I was not abducted by aliens.  My body was abducted by a virus.  Had my friend taken me to the ER that weekend, there would have been no arguing about the validity of my illness -- I had objective symptoms including vomiting, diarrhea and a 105 fever.  But it looked like the flu, he knew the home remedies for the flu, so he saw no point in running up a huge ER bill just to be told what he already knew to do.  Unfortunately, as rational as it sounds to say that I had a virus, there are still doctors who'd be more convinced by an alien abduction theory, because there is now no proof other than my word and his, that I had that virus 22 years ago.
 
 





 

2 comments:

Xo Gina Xo said...

HA! Now she knows how we feel and what almost all of us, i'm sure, have dealt with from the majority of doctors at one time or another! I was very fortunate to have my endocrinologist dx me over 15 years ago when, at that time, was even the first time I had ever heard the word "fibro." I'm just glad she believed in it and recognized what it was immediately (after one office visit and some tender point tests).
I often have said, and still do say, that people don't know jack s**t until it happens to them... then it's the end of the world!!
arghhhhhhhhhh.....

CFS Facts said...

That's the best revenge for patients, when someone who'd previously pooh-poohed CFS or fibro comes down with it and can no longer deny its existence.

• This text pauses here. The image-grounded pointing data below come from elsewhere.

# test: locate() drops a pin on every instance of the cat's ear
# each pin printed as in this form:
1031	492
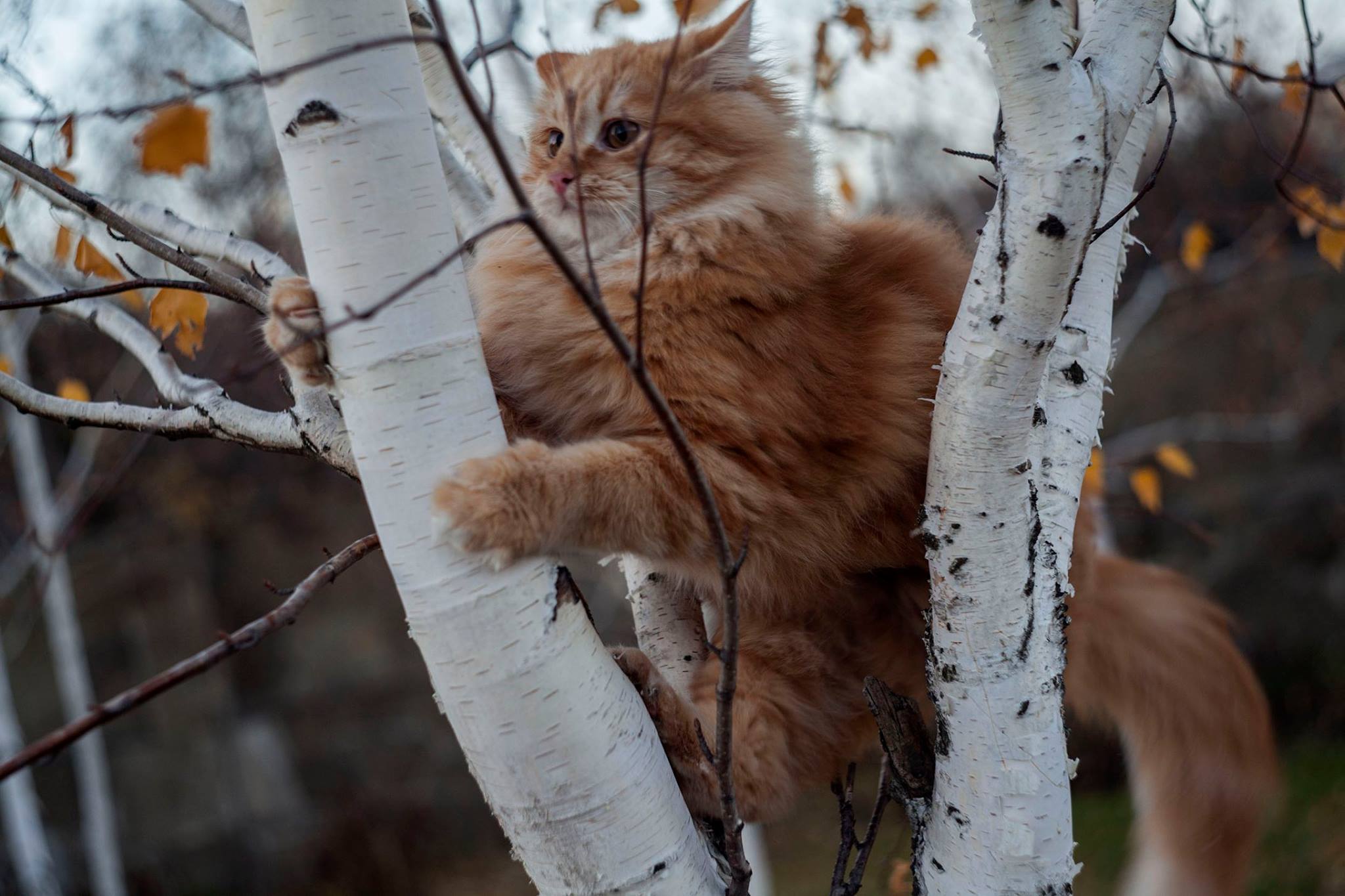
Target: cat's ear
722	54
552	66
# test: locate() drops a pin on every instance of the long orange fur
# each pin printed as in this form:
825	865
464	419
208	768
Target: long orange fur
797	351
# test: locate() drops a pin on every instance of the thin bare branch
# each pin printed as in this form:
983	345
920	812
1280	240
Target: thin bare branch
34	174
108	289
1162	156
191	667
228	16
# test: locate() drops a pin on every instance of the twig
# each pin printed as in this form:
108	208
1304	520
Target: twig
227	285
963	154
850	884
304	337
1153	177
646	219
109	289
845	805
264	78
499	45
194	666
1309	81
910	758
481	53
904	738
1297	147
489	50
725	557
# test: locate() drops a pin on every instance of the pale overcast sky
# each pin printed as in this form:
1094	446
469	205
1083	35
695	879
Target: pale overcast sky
64	51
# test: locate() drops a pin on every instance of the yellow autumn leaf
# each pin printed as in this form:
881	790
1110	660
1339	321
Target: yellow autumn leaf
1149	488
179	312
175	137
1331	242
826	70
699	9
73	390
857	19
1173	458
91	261
1308	198
1296	93
1095	475
899	882
1235	82
1196	242
62	250
845	186
625	7
68	136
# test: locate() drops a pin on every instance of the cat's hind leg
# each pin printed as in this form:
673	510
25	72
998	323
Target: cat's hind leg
294	331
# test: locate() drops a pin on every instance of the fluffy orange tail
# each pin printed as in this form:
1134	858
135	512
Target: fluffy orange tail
1155	657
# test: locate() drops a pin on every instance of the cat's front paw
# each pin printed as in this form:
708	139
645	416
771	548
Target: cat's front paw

And if it's someone in the medical profession who can educate their colleagues, who know that their friend is no slacker... so much the better!

The story coming out of the local 1975 CFS epidemic at Mercy San Juan Hospital, is that the CDC investigator wanted to write it all off to laziness, but Dr. Ryll, who was charged by MSJ with investigating before CDC came out, knew his colleagues weren't lazy, and kept looking for reasons after CDC went home.

We need more stories like that, more doctors who get slapped in the face that "John isn't lazy" after telling 1000 female patients to just get off the couch and stop whining.